The one thing I have difficulty saying goodbye to, is my former back garden. Years ago, I actually bought the house based on this garden. I dug up an old tree stump myself and took out the spiny bushes that first summer, getting scratched up and sweaty, but my little girls needed a safe space, and I immersed in that garden, made it mine, made it ours.
It has a peace to it, a sense of serenity in suburbia, bordered by a haphazardly painted wooden fence. Its trees have sheltered me, soothed me, provided a backdrop to my thoughts and ideas. My children have played here in stages. They have been horrified by the idea of sitting on -something as foreign as- grass as babies. They have learnt to walk on the ground, eaten mud when they thought I was not looking, and build little deformed snowmen with little dark peering eyes and wide-gap smiles made of pebbles. They have unfurled, much like the trees and flowers and grass. The garden has been a space of lush, unfettered grass-stained growing.
During these last few weeks, I have stolen moments to sit on a chair in the yard, eyes closed. The sunlight a flickering red-haze, sensed through eyelids shut in spirit.
I am surrounded by the bright souls of my children sparkling in their element.

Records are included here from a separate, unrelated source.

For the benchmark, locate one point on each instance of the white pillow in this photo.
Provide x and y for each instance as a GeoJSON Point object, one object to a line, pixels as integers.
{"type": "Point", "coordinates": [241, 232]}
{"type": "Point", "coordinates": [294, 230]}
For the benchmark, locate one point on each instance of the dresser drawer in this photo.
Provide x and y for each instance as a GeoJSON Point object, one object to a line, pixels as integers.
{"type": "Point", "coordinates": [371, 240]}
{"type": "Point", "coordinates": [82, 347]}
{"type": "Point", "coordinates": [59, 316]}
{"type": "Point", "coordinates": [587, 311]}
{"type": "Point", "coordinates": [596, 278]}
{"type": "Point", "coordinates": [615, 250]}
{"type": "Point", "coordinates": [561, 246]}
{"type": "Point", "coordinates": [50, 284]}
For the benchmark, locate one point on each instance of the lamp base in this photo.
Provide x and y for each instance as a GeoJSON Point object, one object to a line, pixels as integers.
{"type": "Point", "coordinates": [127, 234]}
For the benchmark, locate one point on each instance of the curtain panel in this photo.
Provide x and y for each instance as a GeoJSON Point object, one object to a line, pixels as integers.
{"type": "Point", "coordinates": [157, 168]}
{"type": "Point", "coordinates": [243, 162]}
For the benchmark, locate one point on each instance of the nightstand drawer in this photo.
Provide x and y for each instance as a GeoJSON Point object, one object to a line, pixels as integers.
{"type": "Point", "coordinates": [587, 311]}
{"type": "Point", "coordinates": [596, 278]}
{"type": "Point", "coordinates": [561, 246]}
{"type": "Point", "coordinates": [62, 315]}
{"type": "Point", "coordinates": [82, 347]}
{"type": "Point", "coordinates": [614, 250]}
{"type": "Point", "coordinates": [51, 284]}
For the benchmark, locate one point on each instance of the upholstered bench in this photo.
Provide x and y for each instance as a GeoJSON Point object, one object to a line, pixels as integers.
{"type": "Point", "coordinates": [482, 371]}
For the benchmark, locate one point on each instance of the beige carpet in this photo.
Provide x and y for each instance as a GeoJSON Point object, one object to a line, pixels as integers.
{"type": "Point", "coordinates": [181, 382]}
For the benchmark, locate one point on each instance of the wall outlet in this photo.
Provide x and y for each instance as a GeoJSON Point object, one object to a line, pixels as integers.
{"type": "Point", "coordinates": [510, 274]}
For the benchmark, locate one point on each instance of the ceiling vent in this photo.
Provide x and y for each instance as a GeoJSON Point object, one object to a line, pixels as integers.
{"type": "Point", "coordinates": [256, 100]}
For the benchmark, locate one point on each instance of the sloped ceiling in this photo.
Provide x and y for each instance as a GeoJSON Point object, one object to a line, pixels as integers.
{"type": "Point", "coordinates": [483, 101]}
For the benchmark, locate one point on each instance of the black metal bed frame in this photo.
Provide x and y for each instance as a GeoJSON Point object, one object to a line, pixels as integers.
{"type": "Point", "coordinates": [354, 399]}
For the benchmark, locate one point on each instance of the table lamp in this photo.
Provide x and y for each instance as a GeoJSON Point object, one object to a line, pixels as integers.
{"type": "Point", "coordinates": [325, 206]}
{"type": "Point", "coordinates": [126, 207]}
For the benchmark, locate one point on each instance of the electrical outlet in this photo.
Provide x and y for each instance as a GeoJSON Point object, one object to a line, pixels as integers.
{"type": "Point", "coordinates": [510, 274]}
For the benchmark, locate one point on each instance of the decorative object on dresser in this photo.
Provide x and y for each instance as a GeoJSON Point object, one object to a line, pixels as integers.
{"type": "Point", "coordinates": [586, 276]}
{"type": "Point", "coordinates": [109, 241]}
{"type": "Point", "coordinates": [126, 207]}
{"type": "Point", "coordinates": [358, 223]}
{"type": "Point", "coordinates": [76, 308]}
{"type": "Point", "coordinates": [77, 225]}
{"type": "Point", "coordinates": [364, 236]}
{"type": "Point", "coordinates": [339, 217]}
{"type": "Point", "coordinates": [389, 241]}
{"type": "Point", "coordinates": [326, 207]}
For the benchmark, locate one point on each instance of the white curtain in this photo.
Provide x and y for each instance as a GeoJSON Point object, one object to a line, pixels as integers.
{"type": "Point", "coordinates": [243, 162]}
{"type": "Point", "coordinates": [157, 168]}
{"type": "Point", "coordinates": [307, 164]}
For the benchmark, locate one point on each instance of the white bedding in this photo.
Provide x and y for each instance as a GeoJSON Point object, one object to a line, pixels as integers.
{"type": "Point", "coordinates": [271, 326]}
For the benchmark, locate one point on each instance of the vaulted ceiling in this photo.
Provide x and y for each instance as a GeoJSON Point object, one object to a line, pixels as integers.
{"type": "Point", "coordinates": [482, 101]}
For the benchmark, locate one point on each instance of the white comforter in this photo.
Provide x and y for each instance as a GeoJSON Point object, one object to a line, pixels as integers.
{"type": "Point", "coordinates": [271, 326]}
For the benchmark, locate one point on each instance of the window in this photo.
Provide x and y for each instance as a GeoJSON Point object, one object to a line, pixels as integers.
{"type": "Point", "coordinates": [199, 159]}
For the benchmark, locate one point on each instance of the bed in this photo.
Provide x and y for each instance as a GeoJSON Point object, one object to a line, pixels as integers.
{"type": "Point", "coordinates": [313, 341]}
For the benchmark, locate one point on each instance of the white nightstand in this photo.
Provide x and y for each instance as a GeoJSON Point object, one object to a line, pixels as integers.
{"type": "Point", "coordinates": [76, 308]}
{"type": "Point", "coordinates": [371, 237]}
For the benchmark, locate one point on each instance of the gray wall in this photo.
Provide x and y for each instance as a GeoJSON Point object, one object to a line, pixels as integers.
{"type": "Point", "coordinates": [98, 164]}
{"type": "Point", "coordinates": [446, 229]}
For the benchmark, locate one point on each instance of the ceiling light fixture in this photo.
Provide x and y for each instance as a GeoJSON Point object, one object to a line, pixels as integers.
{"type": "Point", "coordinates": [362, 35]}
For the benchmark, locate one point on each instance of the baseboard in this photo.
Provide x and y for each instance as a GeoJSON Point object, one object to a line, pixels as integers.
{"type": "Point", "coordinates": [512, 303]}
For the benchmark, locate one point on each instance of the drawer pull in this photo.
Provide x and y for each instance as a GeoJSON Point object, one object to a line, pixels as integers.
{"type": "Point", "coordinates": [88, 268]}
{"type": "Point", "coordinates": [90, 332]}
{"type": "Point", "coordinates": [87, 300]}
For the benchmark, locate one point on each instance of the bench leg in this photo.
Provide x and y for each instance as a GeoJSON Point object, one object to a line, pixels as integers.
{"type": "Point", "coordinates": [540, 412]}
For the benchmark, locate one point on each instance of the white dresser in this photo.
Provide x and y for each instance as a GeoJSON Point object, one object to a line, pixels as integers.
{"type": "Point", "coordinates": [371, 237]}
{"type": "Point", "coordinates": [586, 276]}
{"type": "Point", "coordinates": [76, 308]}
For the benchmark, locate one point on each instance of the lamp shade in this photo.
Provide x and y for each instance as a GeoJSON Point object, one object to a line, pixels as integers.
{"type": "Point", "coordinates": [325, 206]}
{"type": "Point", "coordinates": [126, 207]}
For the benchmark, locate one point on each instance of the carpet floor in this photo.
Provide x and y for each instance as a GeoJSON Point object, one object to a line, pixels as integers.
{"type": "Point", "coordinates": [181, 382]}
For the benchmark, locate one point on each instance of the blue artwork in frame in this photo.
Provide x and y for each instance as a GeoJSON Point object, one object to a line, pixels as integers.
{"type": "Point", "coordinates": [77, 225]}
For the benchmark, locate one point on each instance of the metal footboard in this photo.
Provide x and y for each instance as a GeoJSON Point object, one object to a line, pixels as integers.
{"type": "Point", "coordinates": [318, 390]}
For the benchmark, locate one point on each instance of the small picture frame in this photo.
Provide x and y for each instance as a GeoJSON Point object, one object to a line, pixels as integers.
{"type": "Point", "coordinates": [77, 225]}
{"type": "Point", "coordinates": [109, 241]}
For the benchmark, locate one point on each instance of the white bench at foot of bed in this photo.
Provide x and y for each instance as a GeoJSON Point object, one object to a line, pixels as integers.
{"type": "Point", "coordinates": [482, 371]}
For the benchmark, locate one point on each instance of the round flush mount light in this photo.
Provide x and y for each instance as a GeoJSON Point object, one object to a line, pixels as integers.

The gold light projects streaks of afternoon amber on the grass blades, sheared embers like the reflection of a bottle of cognac on a sunlit wall.
My trees lean in, draped casually in scarves of whispering, waving leaves, slurring slightly as the breeze licks through them tenderly.
Dirt, the soiled dust powder glows cleanly. Dovi's halfway down a hole he has dug, luxuriates in the earth coating his hands.
The wind blusters by, in wide open spirals like skywriting dreams, in gusts, remembered in fragments as they whirl away.
The white wooly whorls of smoky islands drifting endlessly, shedding and regenerating, the wise gray matter of the heavens neverland.
Rocks, stolidly squat, absorbing the warmth with slow sentience. They have always been there and always will, long after we are gone.
I sink into my chair, both more and less then what's sitting here. Something inside me, reaches out into the sunlight, and abstractly soul-kisses the source of it, and I can't help uncreasing like a flower, loosening, breaking the burning knots and aches, and becoming.
So much still to be determined, even for someone as determined as I. So much to do, but the stillness, the natural noise is healing, soothing. Everybody says it will all fall into place, and in these moments, I can see it keenly, tinted in gold leaf.